Route information
- Length: 178 km (111 mi)

Major junctions
- From: R 26 at Tiraspol
- M 5 near Tiraspol; M 1 at Dubăsari; R 13 at Rîbnița; R 19 at Sănătăuca;
- To: T0225 near Hristovaia;

Location
- Country: Moldova
- Districts: Transnistria, Dubăsari
- Major cities: Tiraspol, Dubăsari, Rîbnița

Highway system
- Roads in Moldova;

= M4 highway (Moldova) =

Road in Moldova

The M4 highway (Drumul național M4) is a road in Transnistria, Moldova. It runs from the south to the north, being 178 km long, and links the Transnistrian capital of Tiraspol with Rîbnița via Dubăsari, reaching the border with Ukraine at Hristovaia, where it merges with the Ukrainian local road T0225. Running along the left bank of the Dniester for most of its length, it is the only road with magistral road status that does not start nor pass through the Moldovan capital of Chișinău.

==Route description==
It begins in the Tiraspol city centre, branching off the republican road R26. Heading north, it reaches the junction with the M5 highway, which runs between the border with Ukraine (east, towards the port city of Odesa) and Chișinău in the west.
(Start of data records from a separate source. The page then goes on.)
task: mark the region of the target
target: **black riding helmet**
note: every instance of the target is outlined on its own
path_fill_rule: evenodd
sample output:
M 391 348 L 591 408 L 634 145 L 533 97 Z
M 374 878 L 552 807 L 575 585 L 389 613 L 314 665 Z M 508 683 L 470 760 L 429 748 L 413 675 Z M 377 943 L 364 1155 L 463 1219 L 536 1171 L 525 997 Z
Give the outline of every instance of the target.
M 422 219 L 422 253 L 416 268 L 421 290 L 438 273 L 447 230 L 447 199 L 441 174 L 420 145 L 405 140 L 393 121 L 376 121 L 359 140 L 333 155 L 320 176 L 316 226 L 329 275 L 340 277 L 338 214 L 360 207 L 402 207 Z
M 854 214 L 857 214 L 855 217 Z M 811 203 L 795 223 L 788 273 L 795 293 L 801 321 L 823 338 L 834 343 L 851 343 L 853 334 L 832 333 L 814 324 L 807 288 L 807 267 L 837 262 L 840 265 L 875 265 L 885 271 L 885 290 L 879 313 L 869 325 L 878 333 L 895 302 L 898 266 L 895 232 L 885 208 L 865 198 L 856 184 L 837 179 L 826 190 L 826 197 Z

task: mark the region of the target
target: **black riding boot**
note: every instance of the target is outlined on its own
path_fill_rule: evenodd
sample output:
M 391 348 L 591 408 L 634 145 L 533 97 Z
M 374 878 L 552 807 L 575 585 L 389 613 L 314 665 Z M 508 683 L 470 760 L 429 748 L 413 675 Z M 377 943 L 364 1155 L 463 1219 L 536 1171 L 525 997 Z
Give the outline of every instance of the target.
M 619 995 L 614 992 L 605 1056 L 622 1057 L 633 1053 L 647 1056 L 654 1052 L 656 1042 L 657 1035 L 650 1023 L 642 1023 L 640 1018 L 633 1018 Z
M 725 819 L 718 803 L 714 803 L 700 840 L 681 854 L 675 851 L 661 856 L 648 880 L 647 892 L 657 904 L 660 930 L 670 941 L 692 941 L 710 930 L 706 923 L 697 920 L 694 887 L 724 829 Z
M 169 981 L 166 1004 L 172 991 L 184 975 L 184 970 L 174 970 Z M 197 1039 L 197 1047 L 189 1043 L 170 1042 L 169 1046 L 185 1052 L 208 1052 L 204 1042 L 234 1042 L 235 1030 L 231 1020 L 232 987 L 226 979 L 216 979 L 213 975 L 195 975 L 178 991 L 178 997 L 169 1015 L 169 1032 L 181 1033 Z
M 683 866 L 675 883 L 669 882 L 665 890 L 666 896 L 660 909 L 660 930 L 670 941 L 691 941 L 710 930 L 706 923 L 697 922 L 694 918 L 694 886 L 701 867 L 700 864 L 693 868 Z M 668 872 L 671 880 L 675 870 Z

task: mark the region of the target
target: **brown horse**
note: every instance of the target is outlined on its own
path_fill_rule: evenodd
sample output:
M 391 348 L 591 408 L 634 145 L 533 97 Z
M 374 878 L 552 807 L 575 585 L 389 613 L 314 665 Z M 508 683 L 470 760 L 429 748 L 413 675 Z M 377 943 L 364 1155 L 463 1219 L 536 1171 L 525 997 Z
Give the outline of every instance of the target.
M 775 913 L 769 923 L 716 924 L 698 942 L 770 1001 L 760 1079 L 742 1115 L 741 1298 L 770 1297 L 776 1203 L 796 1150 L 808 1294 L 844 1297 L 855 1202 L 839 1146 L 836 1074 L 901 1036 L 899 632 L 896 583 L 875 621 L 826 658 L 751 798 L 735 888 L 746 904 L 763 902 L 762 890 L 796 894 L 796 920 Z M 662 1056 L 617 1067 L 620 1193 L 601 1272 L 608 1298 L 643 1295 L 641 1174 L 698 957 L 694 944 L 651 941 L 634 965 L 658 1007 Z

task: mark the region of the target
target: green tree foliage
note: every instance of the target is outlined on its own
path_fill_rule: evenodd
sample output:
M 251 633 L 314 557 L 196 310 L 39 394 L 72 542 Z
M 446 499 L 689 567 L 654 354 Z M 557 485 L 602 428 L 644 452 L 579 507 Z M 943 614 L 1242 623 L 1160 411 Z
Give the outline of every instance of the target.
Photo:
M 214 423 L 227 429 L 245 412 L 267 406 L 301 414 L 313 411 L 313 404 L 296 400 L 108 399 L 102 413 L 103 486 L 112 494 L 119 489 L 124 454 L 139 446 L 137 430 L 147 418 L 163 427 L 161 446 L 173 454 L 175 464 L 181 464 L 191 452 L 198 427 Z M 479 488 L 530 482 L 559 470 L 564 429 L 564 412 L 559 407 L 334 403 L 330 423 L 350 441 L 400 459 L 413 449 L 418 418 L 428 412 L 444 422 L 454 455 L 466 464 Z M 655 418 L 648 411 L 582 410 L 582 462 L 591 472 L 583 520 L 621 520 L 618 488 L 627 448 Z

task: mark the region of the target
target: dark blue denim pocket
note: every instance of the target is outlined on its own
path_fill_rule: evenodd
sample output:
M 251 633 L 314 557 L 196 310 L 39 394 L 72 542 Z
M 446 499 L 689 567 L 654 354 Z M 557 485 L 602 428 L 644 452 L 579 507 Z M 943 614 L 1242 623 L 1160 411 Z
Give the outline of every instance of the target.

The road then crosses around the area of Grigoriopol before reaching the M1 highway south of the city of Dubăsari.

The road continues to head north to Sănătăuca, where it stops following the Dniester, via Rîbnița, where it reaches republican road R13, towards Bălți. The road then reaches the border with Ukraine at Hristovaia, continuing as T0225 on the Ukrainian side.

The road is controlled in its entirety by the government of the unrecognized state of Transnistria, as the road primarily crosses through Transnistrian territory. However, near the city of Dubăsari, it crosses the de facto border between Moldova (Dubăsari District) and Transnistria on several occasions.